Research proves that the great majority of business owners delude themselves about how much their business is worth.
80% of businesses <$50M put on the market fail to sell – Tom West, President Business Brokerage Press –
And the single biggest reason for this is over-valuation by the vendor.
If you are acquiring a business or about to do so, then this research has clear implications, as does the solution I am about to discuss.
Unless you address this vendor delusion you may have to walk away from the deal. When this happens you are in what Steven Covey would have referred to as a lose – lose situation. You lose the opportunity to acquire the business and potentially grow on the investment and the seller loses his prospective buyout – and remains oblivious to his over-valuation.
Or worse, if you pay more than what the business is worth then it is a case of win-lose. A win for him and a loss for you. Worse still if you have to explain to other shareholders you paid too much.
What is required to enable the transaction to proceed to a win-win, is the injection of a dose of reality.
Of course there is no one single panacea, however we believe Valuation Guardian gets you close to a win-win situation. Interestingly enough it was originally developed as an analytical tool for performance improvement, but has since proved its value for acquisitions.
In essence how it works is that it unpacks around 3 years of accounts into a financial model that calculates an indicative value of the business based on hard facts.
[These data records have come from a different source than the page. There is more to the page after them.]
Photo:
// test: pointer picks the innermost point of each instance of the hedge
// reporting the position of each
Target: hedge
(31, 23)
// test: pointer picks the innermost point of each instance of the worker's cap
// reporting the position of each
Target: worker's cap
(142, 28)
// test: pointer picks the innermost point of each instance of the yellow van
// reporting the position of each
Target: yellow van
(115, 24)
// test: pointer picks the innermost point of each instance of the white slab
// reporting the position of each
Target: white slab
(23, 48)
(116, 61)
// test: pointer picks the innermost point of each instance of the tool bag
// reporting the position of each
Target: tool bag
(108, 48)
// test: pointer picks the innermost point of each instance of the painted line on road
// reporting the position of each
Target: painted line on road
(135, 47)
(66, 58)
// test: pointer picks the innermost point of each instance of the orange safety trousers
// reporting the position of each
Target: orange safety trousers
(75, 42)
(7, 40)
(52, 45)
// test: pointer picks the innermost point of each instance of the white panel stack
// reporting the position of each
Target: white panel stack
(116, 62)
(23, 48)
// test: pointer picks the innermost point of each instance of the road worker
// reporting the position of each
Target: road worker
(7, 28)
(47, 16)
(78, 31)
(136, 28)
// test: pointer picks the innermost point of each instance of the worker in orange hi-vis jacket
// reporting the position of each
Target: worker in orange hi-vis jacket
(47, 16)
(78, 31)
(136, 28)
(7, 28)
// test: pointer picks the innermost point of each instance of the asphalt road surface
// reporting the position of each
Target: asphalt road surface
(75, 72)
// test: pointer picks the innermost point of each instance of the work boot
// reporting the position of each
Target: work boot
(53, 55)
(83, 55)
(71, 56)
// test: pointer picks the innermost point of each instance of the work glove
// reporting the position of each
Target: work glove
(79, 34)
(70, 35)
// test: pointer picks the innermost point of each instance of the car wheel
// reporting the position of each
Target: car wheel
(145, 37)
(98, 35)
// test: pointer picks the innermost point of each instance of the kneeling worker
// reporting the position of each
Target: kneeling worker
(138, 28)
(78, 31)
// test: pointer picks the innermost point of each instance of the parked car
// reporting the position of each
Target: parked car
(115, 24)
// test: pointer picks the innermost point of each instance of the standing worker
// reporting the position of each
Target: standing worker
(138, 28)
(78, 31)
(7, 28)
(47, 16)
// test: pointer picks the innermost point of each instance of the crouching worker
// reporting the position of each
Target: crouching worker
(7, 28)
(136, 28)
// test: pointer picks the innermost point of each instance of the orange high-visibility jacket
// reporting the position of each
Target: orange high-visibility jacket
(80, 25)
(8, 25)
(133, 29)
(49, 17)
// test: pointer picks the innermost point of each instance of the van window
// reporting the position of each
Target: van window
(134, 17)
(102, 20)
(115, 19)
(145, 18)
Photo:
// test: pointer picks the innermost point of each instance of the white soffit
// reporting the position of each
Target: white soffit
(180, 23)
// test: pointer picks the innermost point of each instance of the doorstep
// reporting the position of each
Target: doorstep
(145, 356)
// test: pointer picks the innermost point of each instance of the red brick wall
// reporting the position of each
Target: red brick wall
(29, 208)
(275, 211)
Both seller and buyer can then use this as a basis to form a negotiated agreement. Even the most deluded seller cannot deny the science behind the calculations.
We had a client recently who thought his business was worth $11m but when he got to the table he was told it was really only worth a little over $7.5m. Initially the deal was off. He went into denial telling us we had wasted his time and refused to discuss it further. After a cooling down period he returned to the table. With the benefit of external advice, he realised that he had been operating under a delusion for many years because a mate in the same industry had told him that the sale value of his business was a multiple of his revenues.
The end price was above $8m but not $11m. Once he accepted the valuation and could see how it was derived he crossed the line. Was a win-win for both parties and the deal was eventually sealed.
So the moral of the story is that acquiring a business starts with getting clarity around what the business is really worth, for both parties. A reality based on objective data.